9. Pastorales & Paysages, sous le même Numero. »
Commentaire de Diderot :
« Pastorales et paysages de Boucher
Quelles couleurs ! quelle variété ! quelle richesse d’objets et d’idées ! Cet homme a tout, excepté la vérité. Il n’y a aucune partie de ses compositions qui, séparée des autres, ne vous plaise ; l’ensemble même vous séduit. On se demande : Mais où a-t-on vu des bergers vêtus avec cette élégance et ce luxe ? Quel sujet a jamais rassemblé dans un même endroit, en pleine campagne, sous les arches d’un pont, loin de toute habitation, des femmes, des hommes, des enfants, des bœufs, des vaches, des moutons, des chiens, des bottes de paille, de l’eau, du feu, une lanterne, des réchauds, des cruches, des chaudrons ? Que fait là cette femme charmante, si bien vêtue, si propre, si voluptueuse ? et ces enfants qui jouent et qui dorment, sont-ce les siens ? et cet homme qui porte du feu qu’il va renverser sur sa tête, est-ce son époux ? que veut-il faire de ces charbons allumés ? où les a-t-il pris ? Quel tapage d’objets disparates ! On en sent toute l’absurdité ; avec tout cela on ne saurait quitter le tableau. Il vous attache. On y revient. C’est un vice si agréable, c’est une extravagance si inimitable et si rare ! Il y a tant d’imagination, d’effet, de magie et de facilité !

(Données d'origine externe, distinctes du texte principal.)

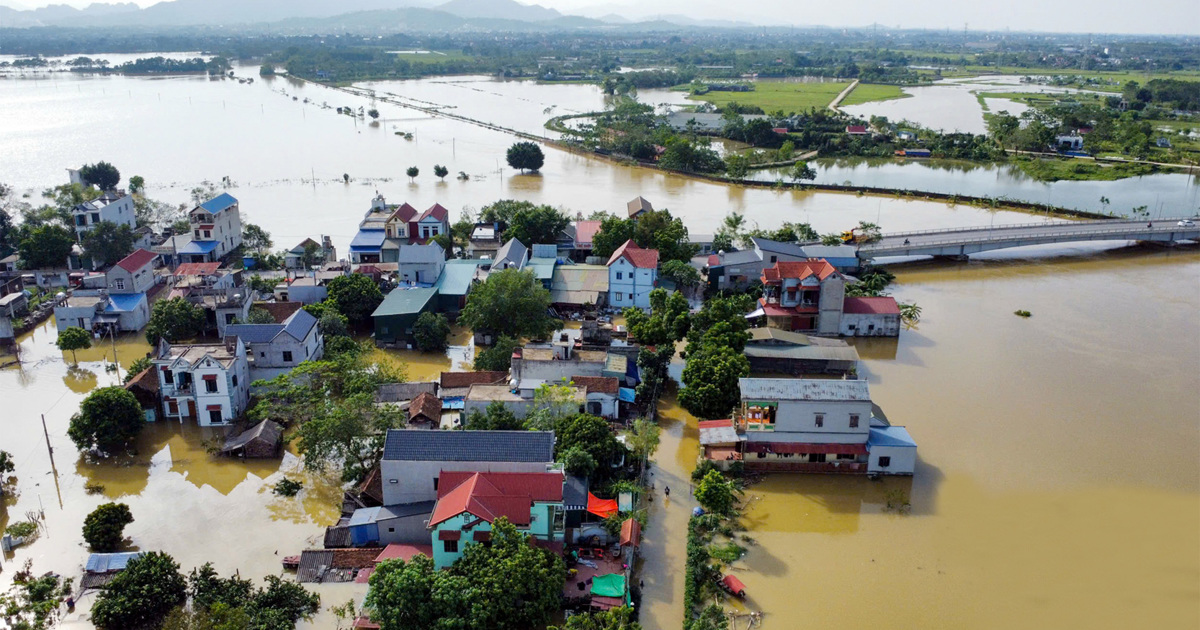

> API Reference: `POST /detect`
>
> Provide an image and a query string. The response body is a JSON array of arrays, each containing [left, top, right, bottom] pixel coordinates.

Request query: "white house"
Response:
[[154, 340, 250, 426], [224, 308, 325, 380], [608, 240, 659, 310], [179, 192, 241, 263], [71, 191, 138, 238]]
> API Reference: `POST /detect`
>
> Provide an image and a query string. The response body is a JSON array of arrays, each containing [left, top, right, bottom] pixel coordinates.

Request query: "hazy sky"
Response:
[[0, 0, 1200, 35]]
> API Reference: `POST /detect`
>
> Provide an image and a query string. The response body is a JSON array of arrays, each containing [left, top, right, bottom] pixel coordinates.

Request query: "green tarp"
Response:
[[592, 574, 625, 598]]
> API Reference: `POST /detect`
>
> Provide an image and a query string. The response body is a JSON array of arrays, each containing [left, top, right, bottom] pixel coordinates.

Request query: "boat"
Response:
[[721, 575, 746, 599]]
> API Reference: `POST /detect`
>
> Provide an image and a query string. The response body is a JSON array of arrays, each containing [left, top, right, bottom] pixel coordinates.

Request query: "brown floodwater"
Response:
[[643, 248, 1200, 630]]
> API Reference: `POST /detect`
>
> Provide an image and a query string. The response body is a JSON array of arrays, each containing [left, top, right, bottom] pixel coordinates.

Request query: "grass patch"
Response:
[[841, 83, 911, 106], [689, 80, 849, 113]]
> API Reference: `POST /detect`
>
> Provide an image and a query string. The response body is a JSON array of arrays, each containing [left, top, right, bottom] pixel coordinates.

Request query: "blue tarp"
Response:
[[179, 241, 221, 254]]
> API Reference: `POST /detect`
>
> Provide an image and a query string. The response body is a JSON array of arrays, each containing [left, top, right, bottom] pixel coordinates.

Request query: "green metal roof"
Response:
[[371, 288, 438, 317]]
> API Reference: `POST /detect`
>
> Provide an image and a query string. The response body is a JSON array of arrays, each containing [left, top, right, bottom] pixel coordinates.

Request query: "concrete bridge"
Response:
[[858, 218, 1200, 259]]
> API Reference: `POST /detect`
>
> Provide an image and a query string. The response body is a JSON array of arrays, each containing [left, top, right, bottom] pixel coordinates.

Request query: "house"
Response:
[[107, 250, 158, 294], [371, 288, 438, 348], [700, 378, 917, 475], [840, 296, 900, 337], [224, 308, 325, 380], [410, 204, 450, 242], [608, 240, 659, 310], [71, 191, 138, 239], [396, 242, 446, 286], [625, 197, 654, 218], [379, 428, 554, 505], [408, 391, 442, 428], [748, 259, 846, 335], [550, 265, 608, 308], [434, 258, 485, 317], [744, 328, 858, 374], [179, 192, 241, 263], [428, 470, 566, 569], [492, 239, 529, 271], [152, 338, 250, 426]]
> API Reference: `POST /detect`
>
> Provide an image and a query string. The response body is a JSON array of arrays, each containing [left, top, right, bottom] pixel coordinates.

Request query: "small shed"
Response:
[[221, 420, 283, 457]]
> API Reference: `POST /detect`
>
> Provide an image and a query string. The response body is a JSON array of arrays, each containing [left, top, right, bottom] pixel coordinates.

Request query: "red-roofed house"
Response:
[[757, 258, 846, 335], [608, 240, 659, 310], [428, 470, 565, 569], [106, 250, 158, 293], [841, 298, 900, 337]]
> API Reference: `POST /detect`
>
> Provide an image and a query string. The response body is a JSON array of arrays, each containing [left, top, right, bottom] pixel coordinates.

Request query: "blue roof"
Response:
[[200, 192, 238, 215], [178, 241, 221, 253], [86, 551, 142, 574], [350, 229, 386, 252], [434, 259, 485, 295], [866, 426, 917, 449], [104, 293, 146, 313]]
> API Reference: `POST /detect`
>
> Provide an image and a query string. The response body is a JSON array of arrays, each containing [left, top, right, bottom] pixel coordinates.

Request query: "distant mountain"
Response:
[[436, 0, 563, 22]]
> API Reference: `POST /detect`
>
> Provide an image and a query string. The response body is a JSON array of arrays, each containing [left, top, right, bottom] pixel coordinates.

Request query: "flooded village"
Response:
[[0, 30, 1200, 630]]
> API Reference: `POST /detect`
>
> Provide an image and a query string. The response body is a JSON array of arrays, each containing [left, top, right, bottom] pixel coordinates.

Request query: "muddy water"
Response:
[[644, 250, 1200, 630]]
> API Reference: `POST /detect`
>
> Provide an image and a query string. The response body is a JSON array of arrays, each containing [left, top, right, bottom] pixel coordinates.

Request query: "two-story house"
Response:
[[179, 192, 241, 263], [428, 470, 566, 569], [154, 338, 250, 426], [224, 308, 325, 382], [700, 378, 917, 475], [71, 191, 138, 238], [751, 258, 846, 335], [608, 240, 659, 310]]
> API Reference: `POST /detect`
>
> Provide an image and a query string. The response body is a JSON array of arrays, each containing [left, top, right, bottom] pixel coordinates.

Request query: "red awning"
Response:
[[588, 492, 617, 518], [745, 442, 866, 455]]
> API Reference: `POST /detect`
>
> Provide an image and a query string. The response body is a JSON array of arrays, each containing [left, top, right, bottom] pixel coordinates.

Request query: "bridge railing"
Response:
[[858, 223, 1200, 252]]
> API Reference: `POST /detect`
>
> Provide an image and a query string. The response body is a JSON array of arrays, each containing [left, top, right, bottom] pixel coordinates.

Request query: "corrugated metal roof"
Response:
[[738, 378, 871, 402], [383, 430, 554, 463]]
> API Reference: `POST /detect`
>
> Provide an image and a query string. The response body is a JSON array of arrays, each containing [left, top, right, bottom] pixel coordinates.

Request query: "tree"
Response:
[[79, 162, 121, 191], [473, 336, 521, 372], [463, 401, 524, 431], [17, 224, 74, 269], [413, 312, 450, 352], [83, 503, 133, 553], [458, 269, 560, 338], [241, 223, 275, 253], [508, 142, 546, 173], [91, 551, 187, 630], [67, 386, 146, 455], [325, 274, 383, 325], [80, 221, 137, 266], [659, 260, 700, 288], [695, 470, 733, 515], [146, 298, 208, 346], [54, 326, 91, 365], [504, 203, 571, 246]]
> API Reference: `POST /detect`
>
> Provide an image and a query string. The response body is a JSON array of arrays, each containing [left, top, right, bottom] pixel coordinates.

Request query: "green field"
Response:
[[841, 83, 910, 106], [689, 80, 850, 113]]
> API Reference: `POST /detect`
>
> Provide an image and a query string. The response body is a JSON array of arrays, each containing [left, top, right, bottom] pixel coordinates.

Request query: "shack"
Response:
[[221, 420, 283, 457], [371, 288, 438, 348]]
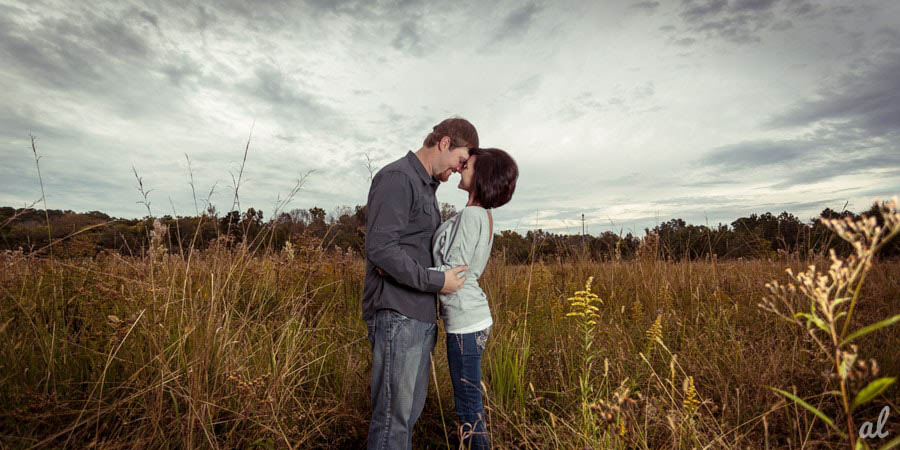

Quand on a longtemps regardé un paysage tel que celui que nous venons d’ébaucher, on croit avoir tout vu. On se trompe ; on y retrouve une infinité de choses d’un prix !... Personne n’entend comme Boucher l’art de la lumière et des ombres. Il est fait pour tourner la tête à deux sortes de personnes, les gens du monde et les artistes. Son élégance, sa mignardise, sa galanterie romanesque, sa coquetterie, son goût, sa facilité, sa variété, son éclat, ses carnations fardées, sa débauche, doivent captiver les petits-maîtres, les petites femmes, les jeunes gens, les gens du monde, la foule de ceux qui sont étrangers au vrai goût, à la vérité, aux idées justes, à la sévérité de l’art. Comment résisteraient-ils au saillant, aux pompons, aux nudités, au libertinage, à l’épigramme de Boucher ? Les artistes qui voient jusqu’à quel point cet homme a surmonté les difficultés de la peinture, et pour qui c’est tout que ce mérite qui n’est guère bien connu que d’eux, fléchissent le genou devant lui ; c’est leur dieu. Les gens d’un grand goût, d’un goût sévère et antique, n’en font nul cas. Au reste, ce peintre est à peu près en peinture ce que l’Arioste est en poésie. Celui qui est enchanté de l’un est inconséquent s’il n’est pas fou de l’autre. Ils ont, ce me semble, la même imagination, le même goût, le même style, le même coloris. Boucher a un faire qui lui appartient tellement, que dans quelque morceau de peinture qu’on lui donnât une figure à exécuter, on la reconnaîtrait sur-le-champ. » (CFL V 57-8)
1. Signé et daté sur le piédestal du vase à droite : FBoucher / 1765.
2. Don des héritiers de Peter Parker.
3. Tableau exposé au Salon de 1761, puis agrandi en 1765, où il est daté et signé. Il est à nouveau exposé, avec un pendant, au Salon de 1769 (voir lien). Bergeret de Grancourt se fait alors connaître comme le propriétaire de la paire.
Le croquis de Gabriel de Saint-Aubin sur le livret du Salon de 1761, et la description de Diderot, permettent d’identifier le tableau pour sa partie gauche. Mais la partie droite semble avoir été refaite : Saint-Aubin nous montre un bœuf regardant la mère avec son enfant, où nous voyons un groupe de personnages sous une urne. Et l’arrière plan est vide chez Saint-Aubin.